Someday you will discover something about me that will be unsettling to you. It may be today. And when it occurs to you that there is something there which had not occurred to you before, you must deal with it. I had to. I made an adjustment which caused me to seek greater treasure than my own fleeting esteem. I could have ignored it, embraced it or condemned it. I could have seen it as an undue stroke of a chisel which caused such alterations that I would need to expend great resource to recover from. Or, as I did, I could determine that what I saw in that moment as condemnation was indeed the kindest stroke of the willow branch on the backside of a most rebellious child. It was as the cut of the surgeon’s knife upon a cancerous growth; a necessary invasion to correct a destructive issue so the whole might be better and the joy of life extended.
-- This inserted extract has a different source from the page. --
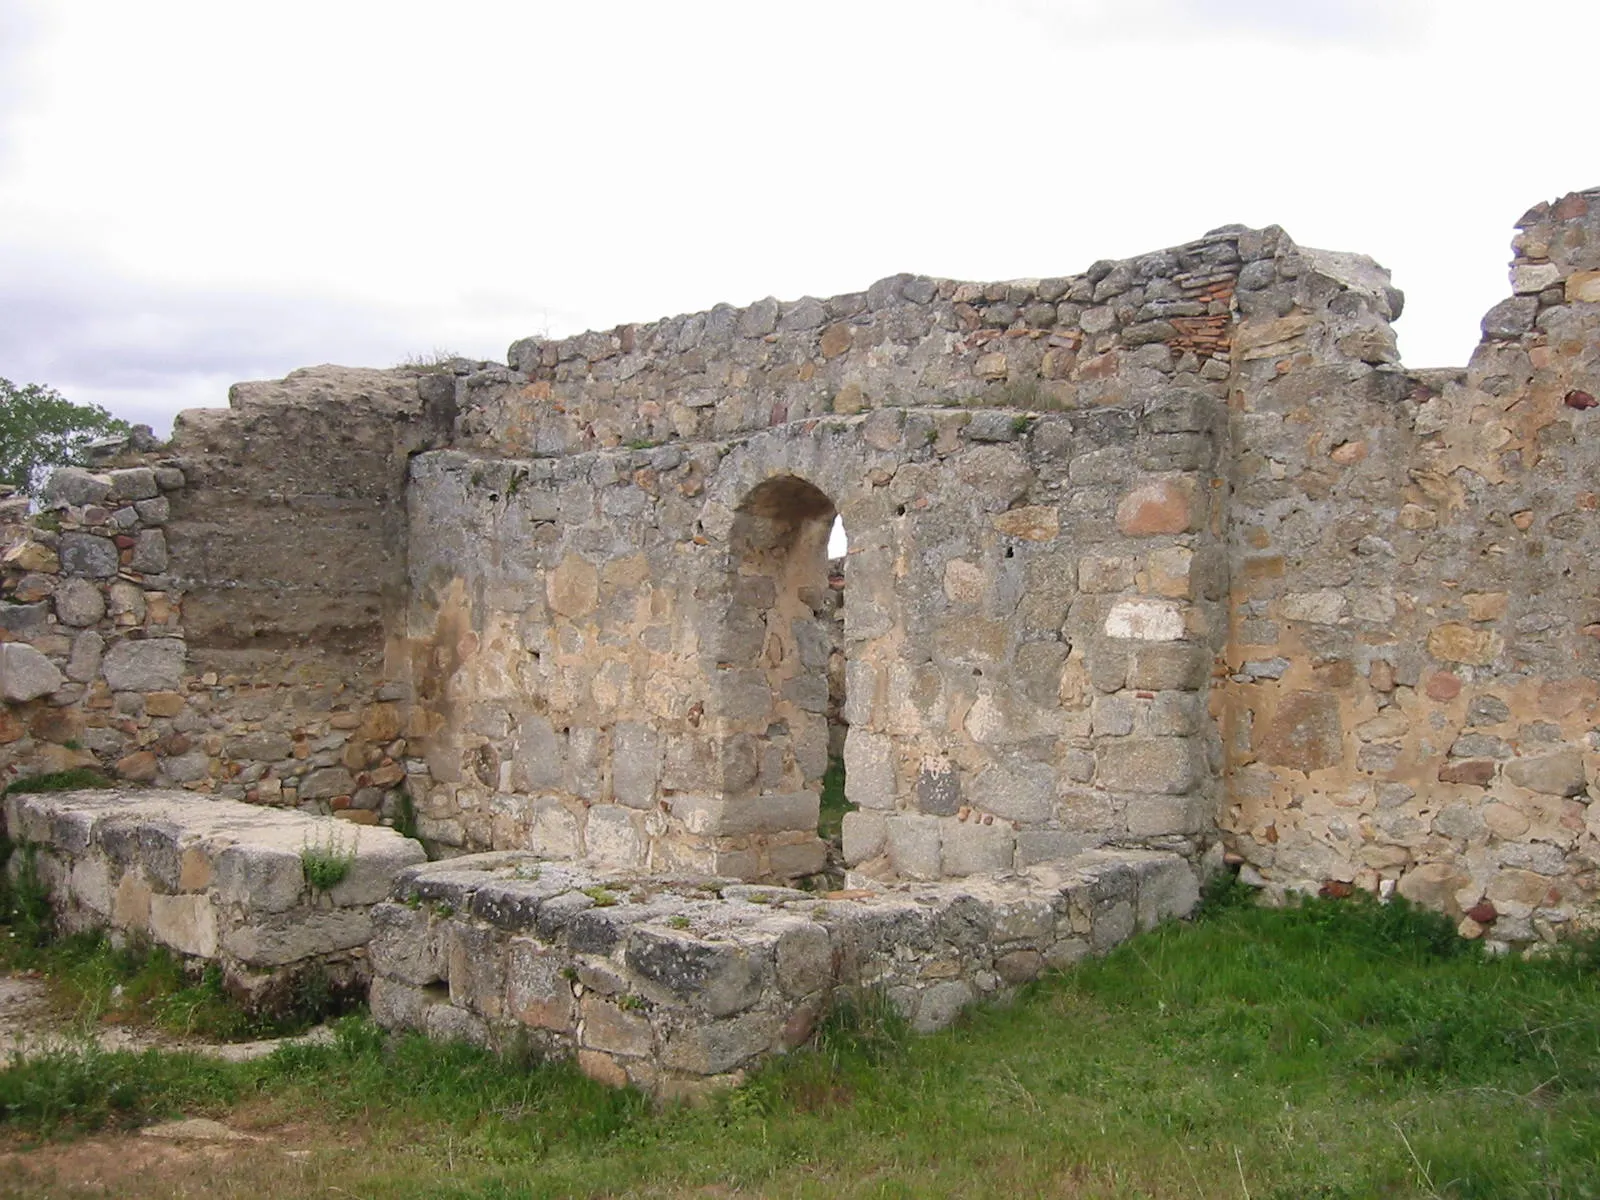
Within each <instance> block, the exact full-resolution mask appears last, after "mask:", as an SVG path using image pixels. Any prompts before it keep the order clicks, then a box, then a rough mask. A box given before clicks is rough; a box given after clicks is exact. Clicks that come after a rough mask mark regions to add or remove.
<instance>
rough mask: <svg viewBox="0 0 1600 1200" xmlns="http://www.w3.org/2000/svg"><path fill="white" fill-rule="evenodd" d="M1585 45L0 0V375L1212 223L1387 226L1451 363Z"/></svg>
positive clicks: (846, 19)
mask: <svg viewBox="0 0 1600 1200" xmlns="http://www.w3.org/2000/svg"><path fill="white" fill-rule="evenodd" d="M1597 45H1600V3H1595V0H1541V3H1538V5H1512V3H1504V0H1494V3H1488V2H1486V0H1485V2H1478V0H986V2H979V0H966V2H955V0H909V2H906V3H901V2H899V0H846V2H838V3H835V2H834V0H806V2H805V3H778V2H771V3H760V2H758V0H734V2H730V3H717V2H710V0H706V2H702V0H680V2H678V3H664V2H662V0H646V2H642V3H635V2H634V0H606V3H595V2H594V0H590V2H587V3H578V2H573V3H541V2H536V0H525V2H523V3H485V2H480V0H451V2H450V3H438V0H432V2H430V3H426V5H424V3H410V2H408V0H384V2H382V3H366V2H365V0H314V2H304V0H274V3H250V2H248V0H198V2H189V0H141V2H139V3H130V0H0V376H5V378H10V379H13V381H14V382H43V384H51V386H54V387H58V389H61V390H62V392H64V394H66V395H69V397H70V398H74V400H80V402H94V403H101V405H104V406H107V408H109V410H112V411H114V413H115V414H118V416H125V418H128V419H134V421H149V422H150V424H154V426H157V430H158V432H165V430H166V429H168V427H170V424H171V416H173V413H176V411H178V410H181V408H190V406H197V405H222V403H227V386H229V384H230V382H234V381H237V379H259V378H274V376H282V374H283V373H286V371H290V370H293V368H294V366H302V365H309V363H322V362H338V363H347V365H358V366H389V365H394V363H397V362H400V360H403V358H405V357H408V355H426V354H430V352H434V350H453V352H459V354H467V355H472V357H483V358H496V360H501V358H504V354H506V346H507V344H509V342H510V341H514V339H515V338H522V336H526V334H530V333H549V334H566V333H574V331H579V330H584V328H610V326H613V325H618V323H621V322H635V320H637V322H645V320H653V318H656V317H664V315H670V314H677V312H690V310H696V309H706V307H709V306H712V304H717V302H718V301H728V302H731V304H747V302H750V301H754V299H758V298H762V296H766V294H776V296H779V298H781V299H794V298H797V296H802V294H814V296H829V294H834V293H840V291H856V290H861V288H864V286H866V285H867V283H870V282H874V280H875V278H880V277H883V275H890V274H894V272H899V270H912V272H922V274H934V275H949V277H957V278H979V280H994V278H1016V277H1030V275H1062V274H1072V272H1077V270H1082V269H1083V267H1085V266H1088V264H1090V262H1091V261H1094V259H1098V258H1123V256H1130V254H1138V253H1141V251H1146V250H1155V248H1162V246H1168V245H1174V243H1179V242H1184V240H1187V238H1192V237H1197V235H1200V234H1203V232H1205V230H1208V229H1211V227H1214V226H1219V224H1226V222H1232V221H1240V222H1245V224H1251V226H1262V224H1270V222H1277V224H1282V226H1283V227H1285V229H1288V232H1290V234H1291V235H1293V237H1294V238H1296V240H1299V242H1301V243H1304V245H1314V246H1325V248H1333V250H1355V251H1363V253H1368V254H1371V256H1374V258H1376V259H1378V261H1379V262H1382V264H1384V266H1387V267H1390V269H1392V272H1394V282H1395V285H1397V286H1400V288H1403V290H1405V293H1406V296H1408V304H1406V312H1405V317H1403V320H1402V322H1400V325H1398V333H1400V346H1402V352H1403V354H1405V360H1406V363H1408V365H1411V366H1440V365H1461V363H1464V362H1466V358H1467V355H1469V352H1470V349H1472V346H1474V344H1475V342H1477V322H1478V317H1480V315H1482V314H1483V310H1486V309H1488V307H1490V306H1491V304H1493V302H1494V301H1498V299H1499V298H1502V296H1504V294H1506V293H1507V285H1506V259H1507V258H1509V250H1507V245H1509V240H1510V235H1512V227H1510V226H1512V222H1514V221H1515V219H1517V218H1518V216H1520V214H1522V211H1523V210H1525V208H1528V206H1530V205H1533V203H1534V202H1538V200H1541V198H1552V197H1555V195H1560V194H1563V192H1568V190H1574V189H1581V187H1592V186H1595V184H1600V138H1597V136H1595V133H1594V130H1592V128H1590V125H1592V123H1590V120H1589V117H1587V109H1586V107H1584V104H1586V101H1584V96H1586V94H1587V93H1586V91H1584V88H1587V85H1589V83H1590V78H1592V61H1590V59H1592V56H1594V48H1595V46H1597ZM1574 88H1576V90H1574Z"/></svg>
The scar remains to be dealt with; often with great pride; or, as a pleasurable director of future conversations. Its purpose might be to prevent others from falling down the same cliff which led to such dangerous circumstances. Up until the time of your discovery you will have had a perception of me that was comfortably settled within your world view. Now you must deal with it. I learned a long time ago that life is ten percent what happens to you and ninety percent how you respond to it. The chisels will come. They are supposed to. You will assess their impact and observe what is revealed. I am not much to be admired. I am not such an influence that you should feel the weight of my words and be burdened. In fact I see myself as a shadow of whom I could be and perhaps should be for your sake. All of my beauty is influenced either by random chance or else by the purposed and directed hand of someone who has such great desire for my benefit that they are not willing for me to be swallowed up in my own imagination. All of the harsh cuts of life have sent me upon my path to my current place; as have yours.
The view which changed or will change upon your discovery of what I am or did or want or some such thing, is the subject of this essay. You wield neither the hammer nor the chisel. You evaluate that which you discover by your own world view. You are drawn toward or shrink from everything by the influence of the chisels you have experienced. What you discover is purposed be a chisel of well intended growth in your own life. You probably have a choice to make. So deal with it.